Law Times recently posted an article focusing on the fact that, barring exceptional circumstances, the new Condominium Tribunal won’t award costs to successful litigants.
On first blush, this makes total sense. This new procedure has been set up to provide owners and residents with a quicker and cheaper forum to resolve disputes. If an owner makes a request for records, and the tribunal is required to make an Order, the “losing” party won’t need to pay the costs of the winning party (as is common in the court process).
The complication, however, is going to be when condominium corporations begin retaining their own lawyers to prepare and attend at the hearings (which is already happening). If a condominium corporation successfully responds to an owner’s compliant, and incurs legal costs in doing so, it will want to charge back the costs to the owner under the indemnity provision(s) of its declaration. Most condo declarations contain standard indemnity clauses which require an owner to reimburse the condo corporation for costs incurred by the corporation. If an owner brings an unsuccessful compliant to the Tribunal, then it becomes arguable that the costs incurred by the condo corporation can be charged back to the owner (regardless of whether the Tribunal makes any costs order).

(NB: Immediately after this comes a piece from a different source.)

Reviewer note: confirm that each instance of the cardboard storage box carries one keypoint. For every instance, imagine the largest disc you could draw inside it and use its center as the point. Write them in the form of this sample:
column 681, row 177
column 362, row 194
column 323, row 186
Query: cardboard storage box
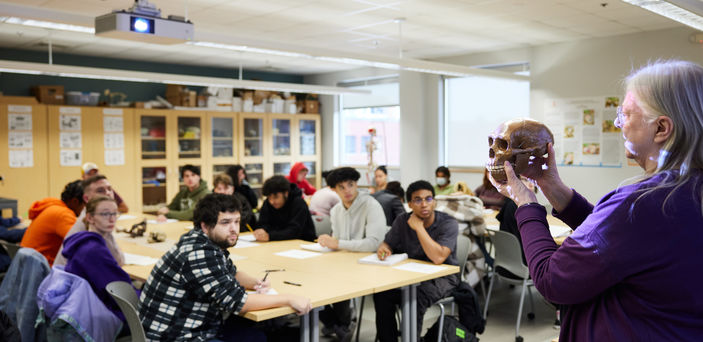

In my mind, it is only a matter of time before these type of charge-backs become common. This, in turn, will lead to the inevitable challenge before the courts, where a declaration’s indemnity clause will need to be interpreted in the context of a Condominium Tribunal decision. Again, condo declarations were not drafted with the Condominium Tribunal in mind, and it will be interesting to see how this is issue interpreted by the courts in the future.